Another thing I've learned to do during the pandemic, by necessity, are self-tapes - It was something that would come up sometimes pre-pandemic, but I deeply resented it and would either impose on a friend to help me with it or go somewhere and pay someone to do it for me. It never once occurred to me to learn how to do it myself.

But now it's just something I do. And while I haven't booked anything from them yet, I've gotten close enough that it feels inevitable I will at some point in the hopefully-not-too-distant future (And considering where I started from, that's saying quite a bit).

So the Pandemic hasn't been all bad for Yours Truly.

The biggest "damage" it's done - along with the recent election, and the Trump presidency in general - is to my generally optimistic feelings about the country, my fellow Americans, capital-d "Democracy", and so on and so forth.

It's maybe a good thing - maybe it's good to discover I was only able to think of racists and sexists and homophobes and general "Deplorables" as a "fringe element" because of my lifelong "Straight White Guy" status - but it doesn't feel good to think "There are way more people that really-and-truly suck as human beings than I ever realized...!".

It's discouraging to think that we can't get together en masse, as a country, to do anything good anymore, that some of us aren't willing to sacrifice anything, no matter how small, for our fellow citizens, that "we" just barely outnumber "the bad guys" (And "the bad guys" are willing to go lower than I would ever have imagined at even my most cynical).

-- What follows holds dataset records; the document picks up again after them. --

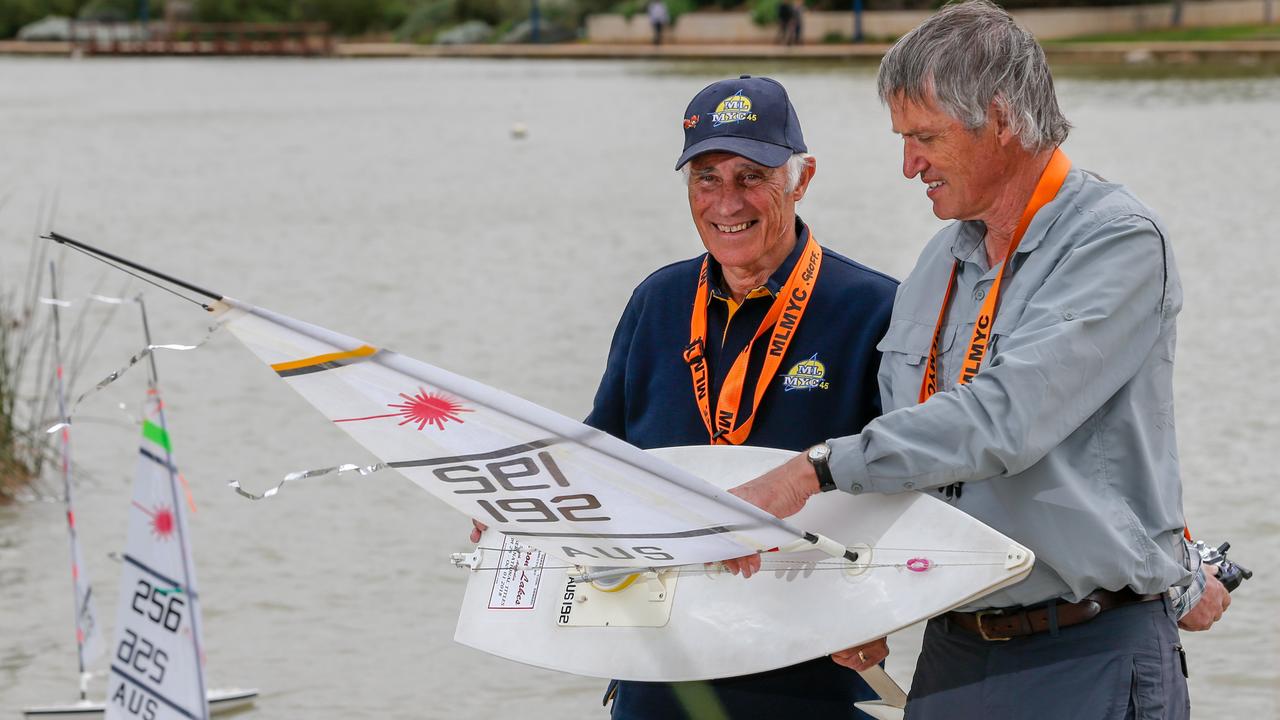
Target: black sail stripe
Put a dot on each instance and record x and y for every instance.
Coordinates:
(156, 459)
(151, 572)
(490, 455)
(320, 367)
(698, 533)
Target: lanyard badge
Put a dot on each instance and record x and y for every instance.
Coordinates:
(784, 318)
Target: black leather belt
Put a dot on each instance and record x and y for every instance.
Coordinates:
(1010, 623)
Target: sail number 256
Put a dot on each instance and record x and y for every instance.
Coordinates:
(160, 606)
(520, 474)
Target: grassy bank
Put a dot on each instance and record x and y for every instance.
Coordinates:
(1226, 33)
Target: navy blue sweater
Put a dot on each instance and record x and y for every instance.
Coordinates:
(647, 393)
(827, 390)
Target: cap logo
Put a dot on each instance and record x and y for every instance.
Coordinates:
(734, 109)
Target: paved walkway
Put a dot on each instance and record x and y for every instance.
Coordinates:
(1120, 53)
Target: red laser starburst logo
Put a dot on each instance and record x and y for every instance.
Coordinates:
(423, 409)
(161, 520)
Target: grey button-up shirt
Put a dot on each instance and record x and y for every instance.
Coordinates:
(1065, 437)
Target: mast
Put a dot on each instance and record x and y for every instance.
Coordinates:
(179, 514)
(83, 614)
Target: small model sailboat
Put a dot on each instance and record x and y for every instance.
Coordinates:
(156, 670)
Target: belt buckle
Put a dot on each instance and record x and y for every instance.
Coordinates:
(982, 630)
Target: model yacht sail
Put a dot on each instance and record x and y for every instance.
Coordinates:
(156, 669)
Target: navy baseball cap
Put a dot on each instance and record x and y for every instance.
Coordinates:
(750, 117)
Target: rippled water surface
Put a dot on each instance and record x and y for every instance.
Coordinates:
(389, 200)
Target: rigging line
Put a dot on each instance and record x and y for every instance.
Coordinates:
(771, 557)
(792, 566)
(103, 254)
(126, 270)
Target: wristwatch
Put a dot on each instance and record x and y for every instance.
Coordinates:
(819, 456)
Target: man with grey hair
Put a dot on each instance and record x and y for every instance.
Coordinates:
(1027, 378)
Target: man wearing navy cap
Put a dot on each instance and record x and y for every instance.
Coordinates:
(766, 340)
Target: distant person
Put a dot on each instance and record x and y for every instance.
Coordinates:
(746, 167)
(659, 18)
(1027, 379)
(796, 35)
(785, 14)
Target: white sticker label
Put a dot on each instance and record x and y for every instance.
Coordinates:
(515, 584)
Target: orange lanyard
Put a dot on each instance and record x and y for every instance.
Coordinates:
(1050, 182)
(784, 317)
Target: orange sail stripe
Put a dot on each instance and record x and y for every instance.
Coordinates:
(362, 351)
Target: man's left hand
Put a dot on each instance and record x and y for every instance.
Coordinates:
(781, 492)
(1211, 605)
(863, 656)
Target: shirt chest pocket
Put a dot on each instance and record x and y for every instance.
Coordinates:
(908, 342)
(1009, 315)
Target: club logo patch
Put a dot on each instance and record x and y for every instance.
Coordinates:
(734, 109)
(805, 374)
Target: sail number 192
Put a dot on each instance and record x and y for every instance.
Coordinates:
(522, 474)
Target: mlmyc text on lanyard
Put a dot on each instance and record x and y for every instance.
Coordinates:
(784, 318)
(1050, 182)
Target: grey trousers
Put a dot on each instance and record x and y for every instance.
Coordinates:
(1124, 664)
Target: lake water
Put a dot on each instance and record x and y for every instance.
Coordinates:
(389, 200)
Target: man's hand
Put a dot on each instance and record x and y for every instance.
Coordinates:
(782, 492)
(862, 656)
(1211, 605)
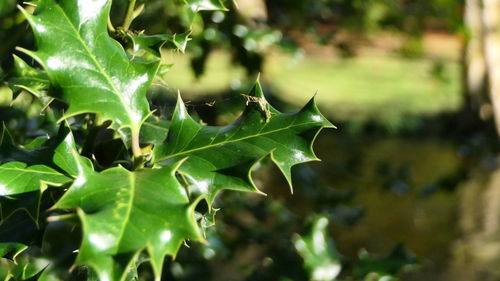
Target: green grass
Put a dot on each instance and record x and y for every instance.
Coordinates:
(382, 87)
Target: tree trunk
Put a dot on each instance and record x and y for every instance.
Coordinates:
(491, 20)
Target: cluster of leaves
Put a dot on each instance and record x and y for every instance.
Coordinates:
(128, 187)
(323, 262)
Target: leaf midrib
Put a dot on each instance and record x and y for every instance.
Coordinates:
(233, 140)
(30, 171)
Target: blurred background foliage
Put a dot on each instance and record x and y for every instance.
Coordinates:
(409, 183)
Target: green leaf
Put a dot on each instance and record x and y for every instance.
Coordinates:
(21, 187)
(124, 212)
(154, 131)
(223, 157)
(90, 70)
(16, 234)
(22, 181)
(153, 43)
(386, 267)
(318, 251)
(205, 5)
(30, 79)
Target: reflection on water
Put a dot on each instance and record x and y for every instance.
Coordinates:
(382, 190)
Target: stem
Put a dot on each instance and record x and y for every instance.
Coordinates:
(136, 149)
(129, 17)
(111, 28)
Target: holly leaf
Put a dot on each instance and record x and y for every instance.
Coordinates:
(21, 187)
(318, 251)
(123, 213)
(88, 69)
(223, 157)
(205, 5)
(25, 174)
(153, 43)
(399, 260)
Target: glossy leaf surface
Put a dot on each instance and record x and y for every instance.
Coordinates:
(319, 254)
(22, 180)
(223, 157)
(205, 5)
(90, 70)
(30, 79)
(123, 213)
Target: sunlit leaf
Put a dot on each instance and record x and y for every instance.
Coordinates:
(318, 251)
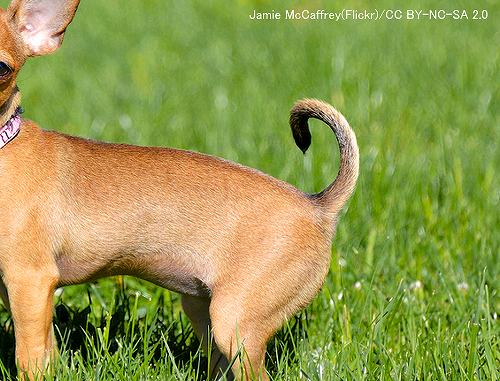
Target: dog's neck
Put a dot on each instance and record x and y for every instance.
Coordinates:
(10, 122)
(9, 108)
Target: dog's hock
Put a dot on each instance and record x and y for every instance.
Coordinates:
(42, 23)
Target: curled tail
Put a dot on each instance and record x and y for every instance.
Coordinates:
(334, 197)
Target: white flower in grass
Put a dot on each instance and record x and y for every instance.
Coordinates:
(416, 285)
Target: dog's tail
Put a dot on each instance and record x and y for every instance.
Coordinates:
(334, 197)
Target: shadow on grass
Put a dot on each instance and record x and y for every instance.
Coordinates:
(76, 332)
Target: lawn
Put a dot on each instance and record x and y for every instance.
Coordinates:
(413, 291)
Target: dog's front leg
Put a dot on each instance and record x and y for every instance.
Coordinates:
(4, 295)
(30, 293)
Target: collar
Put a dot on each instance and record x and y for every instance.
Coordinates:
(11, 128)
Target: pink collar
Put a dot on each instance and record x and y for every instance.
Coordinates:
(10, 129)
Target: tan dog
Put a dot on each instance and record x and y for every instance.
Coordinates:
(245, 250)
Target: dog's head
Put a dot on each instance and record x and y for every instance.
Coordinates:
(29, 28)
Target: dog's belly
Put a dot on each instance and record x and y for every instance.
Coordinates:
(171, 269)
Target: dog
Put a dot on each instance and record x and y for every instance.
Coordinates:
(245, 250)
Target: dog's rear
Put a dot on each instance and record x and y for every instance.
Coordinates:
(244, 249)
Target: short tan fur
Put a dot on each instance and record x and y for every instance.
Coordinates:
(245, 250)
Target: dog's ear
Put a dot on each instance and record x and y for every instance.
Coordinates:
(42, 23)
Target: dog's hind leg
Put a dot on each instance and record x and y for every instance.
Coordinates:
(197, 310)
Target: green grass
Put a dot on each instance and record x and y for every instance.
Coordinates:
(413, 291)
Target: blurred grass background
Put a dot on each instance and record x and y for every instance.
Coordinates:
(413, 291)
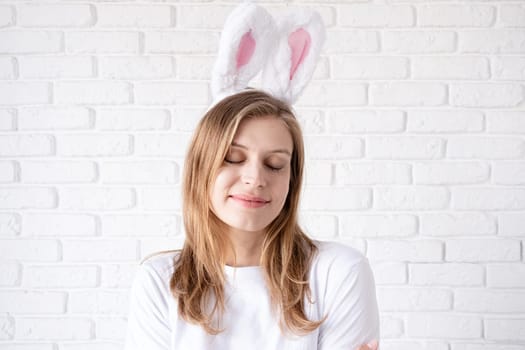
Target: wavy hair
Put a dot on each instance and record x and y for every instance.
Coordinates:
(198, 280)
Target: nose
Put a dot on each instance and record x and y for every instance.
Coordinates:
(253, 174)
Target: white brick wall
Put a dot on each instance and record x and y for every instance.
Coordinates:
(415, 130)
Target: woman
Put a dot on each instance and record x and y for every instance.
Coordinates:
(248, 276)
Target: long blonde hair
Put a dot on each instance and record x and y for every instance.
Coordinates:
(198, 280)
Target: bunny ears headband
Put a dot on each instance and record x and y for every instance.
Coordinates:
(285, 51)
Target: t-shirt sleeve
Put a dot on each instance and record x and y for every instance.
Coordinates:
(352, 316)
(148, 318)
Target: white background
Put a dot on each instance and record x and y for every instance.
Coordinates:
(414, 122)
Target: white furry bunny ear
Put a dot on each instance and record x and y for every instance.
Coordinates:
(246, 40)
(290, 68)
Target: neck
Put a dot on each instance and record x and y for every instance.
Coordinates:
(247, 248)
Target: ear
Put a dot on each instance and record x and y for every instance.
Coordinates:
(246, 40)
(292, 65)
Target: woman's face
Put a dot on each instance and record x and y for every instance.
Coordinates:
(252, 185)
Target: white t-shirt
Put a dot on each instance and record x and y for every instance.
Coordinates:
(342, 287)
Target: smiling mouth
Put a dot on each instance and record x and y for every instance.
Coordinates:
(249, 201)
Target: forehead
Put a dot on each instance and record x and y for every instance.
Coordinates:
(264, 133)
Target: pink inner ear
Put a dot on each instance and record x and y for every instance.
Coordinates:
(246, 49)
(299, 42)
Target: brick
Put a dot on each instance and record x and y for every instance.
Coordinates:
(7, 327)
(511, 224)
(411, 198)
(133, 119)
(70, 328)
(8, 172)
(19, 93)
(98, 302)
(55, 15)
(318, 173)
(209, 16)
(489, 301)
(336, 198)
(367, 173)
(473, 147)
(505, 329)
(351, 41)
(443, 325)
(134, 67)
(508, 68)
(28, 198)
(9, 224)
(457, 224)
(26, 145)
(56, 67)
(99, 198)
(512, 15)
(506, 275)
(102, 42)
(7, 120)
(486, 95)
(181, 42)
(47, 118)
(508, 173)
(186, 119)
(93, 92)
(483, 250)
(494, 41)
(100, 250)
(195, 67)
(53, 276)
(435, 121)
(172, 145)
(400, 299)
(118, 275)
(92, 345)
(365, 122)
(378, 225)
(172, 93)
(484, 198)
(11, 272)
(389, 273)
(333, 147)
(450, 68)
(404, 147)
(38, 42)
(508, 122)
(454, 173)
(31, 302)
(319, 225)
(28, 250)
(7, 66)
(139, 172)
(160, 198)
(140, 225)
(49, 172)
(134, 16)
(408, 93)
(94, 145)
(6, 16)
(59, 225)
(334, 94)
(449, 274)
(372, 15)
(415, 42)
(405, 250)
(455, 15)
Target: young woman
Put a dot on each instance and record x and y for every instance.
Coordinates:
(248, 277)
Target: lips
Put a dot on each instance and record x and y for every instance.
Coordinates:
(249, 201)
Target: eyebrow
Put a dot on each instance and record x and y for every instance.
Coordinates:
(279, 150)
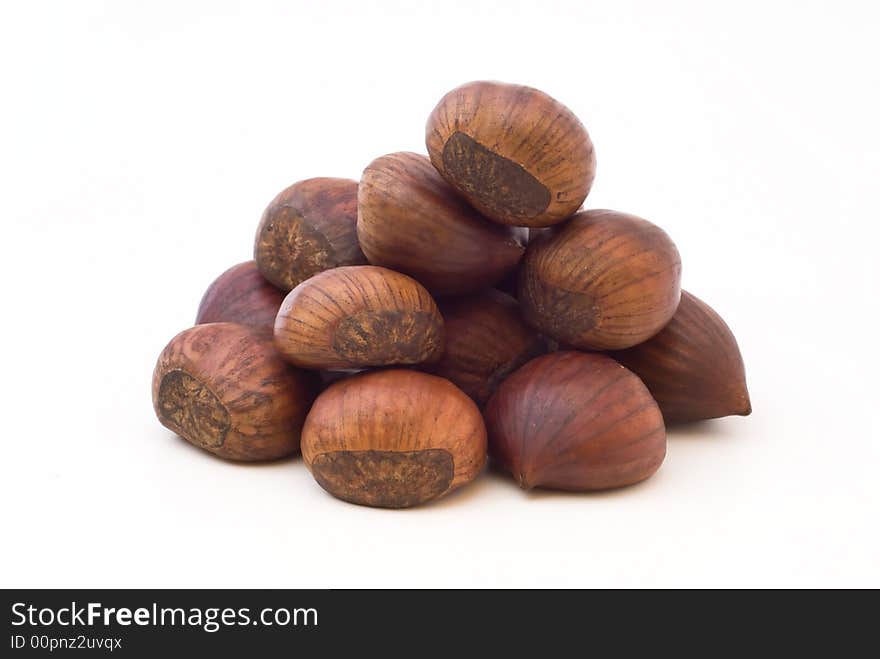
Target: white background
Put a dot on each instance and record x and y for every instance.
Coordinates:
(139, 143)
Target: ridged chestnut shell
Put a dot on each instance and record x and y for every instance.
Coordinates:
(224, 388)
(393, 439)
(411, 220)
(602, 281)
(517, 155)
(486, 340)
(359, 316)
(575, 421)
(240, 295)
(693, 367)
(308, 228)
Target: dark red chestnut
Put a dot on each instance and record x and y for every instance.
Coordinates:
(240, 295)
(693, 367)
(411, 220)
(575, 421)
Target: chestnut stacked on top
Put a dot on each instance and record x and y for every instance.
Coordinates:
(370, 332)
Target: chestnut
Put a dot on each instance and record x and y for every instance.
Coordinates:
(409, 219)
(308, 228)
(358, 316)
(602, 281)
(393, 439)
(693, 367)
(486, 340)
(575, 421)
(224, 388)
(240, 295)
(517, 155)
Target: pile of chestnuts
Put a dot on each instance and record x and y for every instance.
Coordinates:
(398, 330)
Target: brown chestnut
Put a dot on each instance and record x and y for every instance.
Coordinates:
(308, 228)
(486, 340)
(359, 316)
(224, 388)
(602, 281)
(393, 439)
(240, 295)
(517, 155)
(693, 367)
(409, 219)
(575, 421)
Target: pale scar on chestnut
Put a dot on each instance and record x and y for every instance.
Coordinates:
(562, 312)
(290, 250)
(192, 410)
(387, 479)
(387, 337)
(500, 184)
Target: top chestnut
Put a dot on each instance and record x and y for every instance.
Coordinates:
(517, 155)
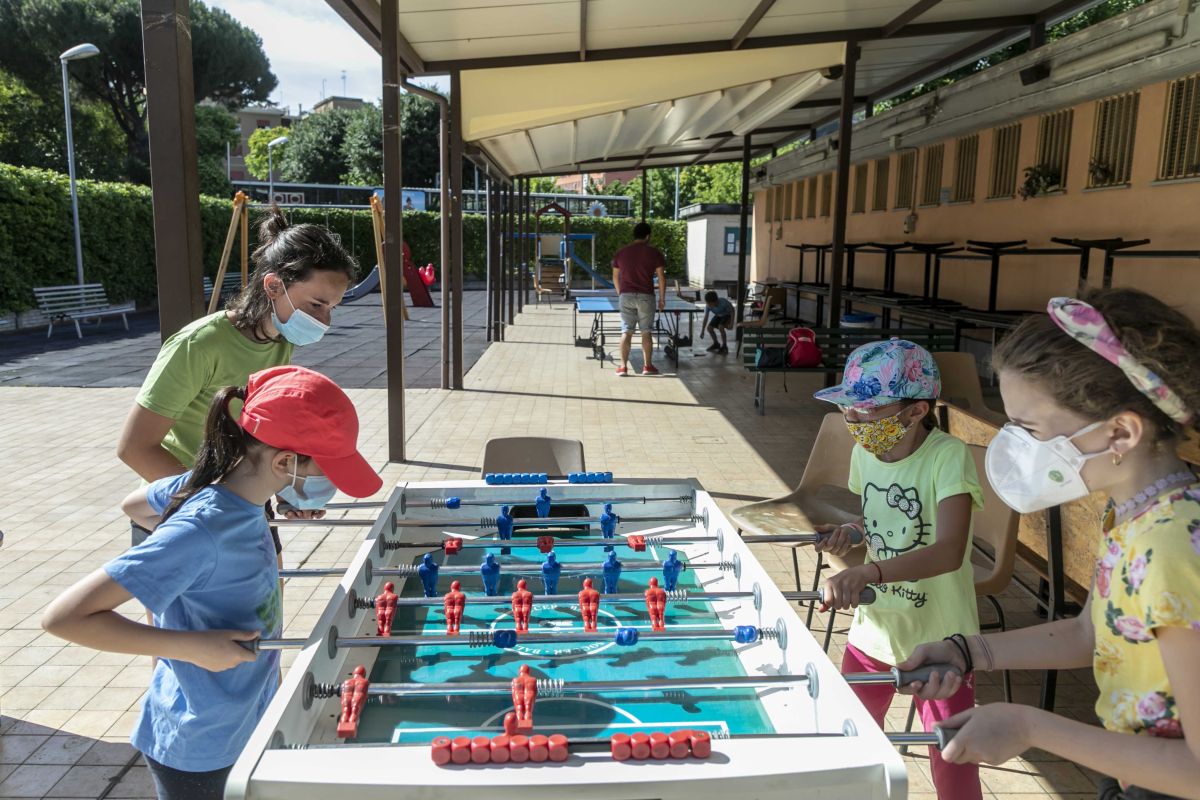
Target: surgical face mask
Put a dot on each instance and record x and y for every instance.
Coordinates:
(877, 437)
(301, 328)
(317, 492)
(1030, 475)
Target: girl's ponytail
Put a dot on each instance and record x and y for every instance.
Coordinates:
(225, 445)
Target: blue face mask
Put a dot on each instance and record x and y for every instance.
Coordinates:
(318, 491)
(301, 328)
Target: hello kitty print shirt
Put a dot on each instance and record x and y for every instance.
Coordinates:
(1147, 577)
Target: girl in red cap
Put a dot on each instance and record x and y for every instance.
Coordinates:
(209, 573)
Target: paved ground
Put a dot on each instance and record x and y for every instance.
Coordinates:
(352, 353)
(66, 711)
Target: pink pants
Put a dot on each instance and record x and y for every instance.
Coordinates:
(953, 781)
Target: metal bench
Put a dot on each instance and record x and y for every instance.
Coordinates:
(835, 343)
(76, 302)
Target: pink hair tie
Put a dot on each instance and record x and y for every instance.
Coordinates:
(1087, 326)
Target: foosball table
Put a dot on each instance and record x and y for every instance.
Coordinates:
(531, 638)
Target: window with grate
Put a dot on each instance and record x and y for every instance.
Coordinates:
(882, 175)
(931, 176)
(1054, 146)
(966, 154)
(861, 176)
(906, 179)
(1111, 160)
(1181, 131)
(1006, 144)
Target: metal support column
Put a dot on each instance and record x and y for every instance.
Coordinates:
(841, 196)
(394, 229)
(456, 228)
(744, 233)
(171, 107)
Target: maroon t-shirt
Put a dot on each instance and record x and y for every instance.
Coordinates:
(637, 264)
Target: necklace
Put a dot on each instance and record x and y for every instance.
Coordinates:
(1145, 497)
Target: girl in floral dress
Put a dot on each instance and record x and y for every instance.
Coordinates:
(1099, 392)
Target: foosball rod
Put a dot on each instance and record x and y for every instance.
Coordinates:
(675, 595)
(490, 522)
(409, 570)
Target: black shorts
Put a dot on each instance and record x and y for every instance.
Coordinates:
(138, 534)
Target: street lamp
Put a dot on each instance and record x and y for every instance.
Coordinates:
(270, 166)
(75, 54)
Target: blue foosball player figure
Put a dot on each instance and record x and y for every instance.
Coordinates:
(541, 503)
(550, 571)
(504, 523)
(491, 572)
(429, 573)
(671, 570)
(611, 570)
(609, 522)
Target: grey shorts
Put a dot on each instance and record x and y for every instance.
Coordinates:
(636, 311)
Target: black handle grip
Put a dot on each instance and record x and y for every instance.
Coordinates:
(903, 678)
(856, 535)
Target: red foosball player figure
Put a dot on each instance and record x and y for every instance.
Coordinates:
(354, 695)
(657, 606)
(589, 605)
(522, 606)
(385, 608)
(525, 695)
(454, 605)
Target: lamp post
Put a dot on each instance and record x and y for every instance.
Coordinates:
(75, 54)
(270, 166)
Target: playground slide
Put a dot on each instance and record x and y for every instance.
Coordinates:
(587, 268)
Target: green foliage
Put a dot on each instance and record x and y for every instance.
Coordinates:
(228, 64)
(257, 157)
(117, 223)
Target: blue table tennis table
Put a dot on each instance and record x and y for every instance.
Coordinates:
(666, 323)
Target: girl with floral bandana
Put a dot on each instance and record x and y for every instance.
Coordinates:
(918, 488)
(1099, 392)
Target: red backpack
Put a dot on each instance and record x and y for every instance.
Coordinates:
(802, 348)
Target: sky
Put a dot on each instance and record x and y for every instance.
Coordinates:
(309, 43)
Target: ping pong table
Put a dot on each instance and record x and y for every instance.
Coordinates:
(666, 323)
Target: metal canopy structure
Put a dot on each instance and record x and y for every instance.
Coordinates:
(564, 86)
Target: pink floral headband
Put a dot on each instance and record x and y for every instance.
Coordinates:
(1086, 325)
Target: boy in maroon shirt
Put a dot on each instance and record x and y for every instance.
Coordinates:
(634, 269)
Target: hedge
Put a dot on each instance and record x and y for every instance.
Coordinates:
(117, 223)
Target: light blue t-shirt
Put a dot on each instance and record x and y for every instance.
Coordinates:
(211, 565)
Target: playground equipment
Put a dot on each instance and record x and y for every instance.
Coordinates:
(553, 272)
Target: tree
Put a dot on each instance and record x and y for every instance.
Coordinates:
(215, 130)
(228, 64)
(257, 157)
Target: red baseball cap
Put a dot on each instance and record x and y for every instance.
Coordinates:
(293, 408)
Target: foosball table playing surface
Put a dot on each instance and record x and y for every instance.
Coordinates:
(697, 679)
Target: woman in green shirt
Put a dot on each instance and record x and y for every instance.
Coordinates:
(300, 275)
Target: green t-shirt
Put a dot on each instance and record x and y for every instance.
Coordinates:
(192, 366)
(900, 516)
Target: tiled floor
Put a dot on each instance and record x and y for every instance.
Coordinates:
(67, 710)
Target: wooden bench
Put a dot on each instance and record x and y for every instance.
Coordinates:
(835, 343)
(76, 302)
(229, 286)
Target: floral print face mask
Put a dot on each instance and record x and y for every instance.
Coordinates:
(879, 437)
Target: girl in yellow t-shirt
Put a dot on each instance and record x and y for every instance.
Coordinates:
(1099, 391)
(918, 488)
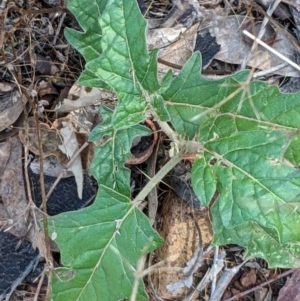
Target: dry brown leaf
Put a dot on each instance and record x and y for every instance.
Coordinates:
(12, 190)
(50, 139)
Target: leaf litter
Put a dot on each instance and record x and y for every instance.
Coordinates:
(182, 48)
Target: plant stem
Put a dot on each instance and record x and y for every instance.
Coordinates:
(157, 178)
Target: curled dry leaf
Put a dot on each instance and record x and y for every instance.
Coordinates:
(228, 33)
(80, 97)
(181, 239)
(11, 105)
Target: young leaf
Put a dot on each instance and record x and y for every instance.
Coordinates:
(100, 248)
(88, 43)
(101, 244)
(190, 94)
(126, 66)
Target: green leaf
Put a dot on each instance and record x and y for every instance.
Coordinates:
(258, 200)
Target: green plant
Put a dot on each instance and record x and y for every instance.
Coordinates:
(243, 134)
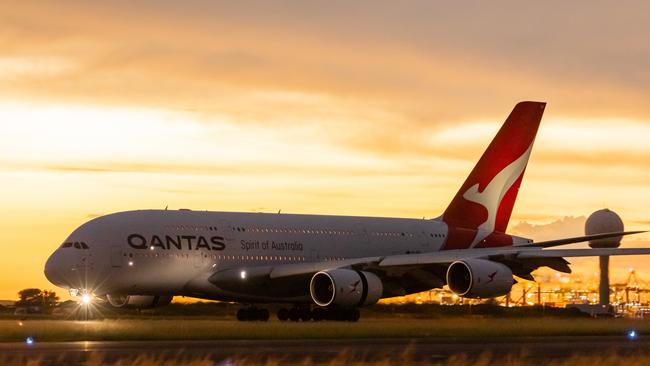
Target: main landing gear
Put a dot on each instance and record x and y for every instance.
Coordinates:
(252, 313)
(317, 314)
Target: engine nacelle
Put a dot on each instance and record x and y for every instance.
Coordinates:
(138, 301)
(479, 278)
(345, 287)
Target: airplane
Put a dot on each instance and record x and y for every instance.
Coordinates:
(322, 267)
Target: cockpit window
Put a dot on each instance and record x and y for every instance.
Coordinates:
(76, 245)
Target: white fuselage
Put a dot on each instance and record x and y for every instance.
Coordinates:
(160, 252)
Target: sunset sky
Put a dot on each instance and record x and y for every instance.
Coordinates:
(364, 108)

But again, maybe that's a good thing to know - Not a happy thing to know, but a good thing.

Good things aren't going to just automatically happen because they're "good" or "right" - They have to be fought for.

(And whether I'm up for fighting for anything these days is, again, a subject for another time...)

But this second day of 2021 does find me somewhat optimistic - Trump is on his way out, vaccines are on their way in, Jane R. will be (Good health permitting) taking up part-time residency here in LA, the documentary will make its debut, and with any luck, I'll land on my next series before the year's out.

Nothing is guaranteed - If 2020 taught us anything, it should have taught us that - but there's reason for hope.

And for the moment, that's good enough.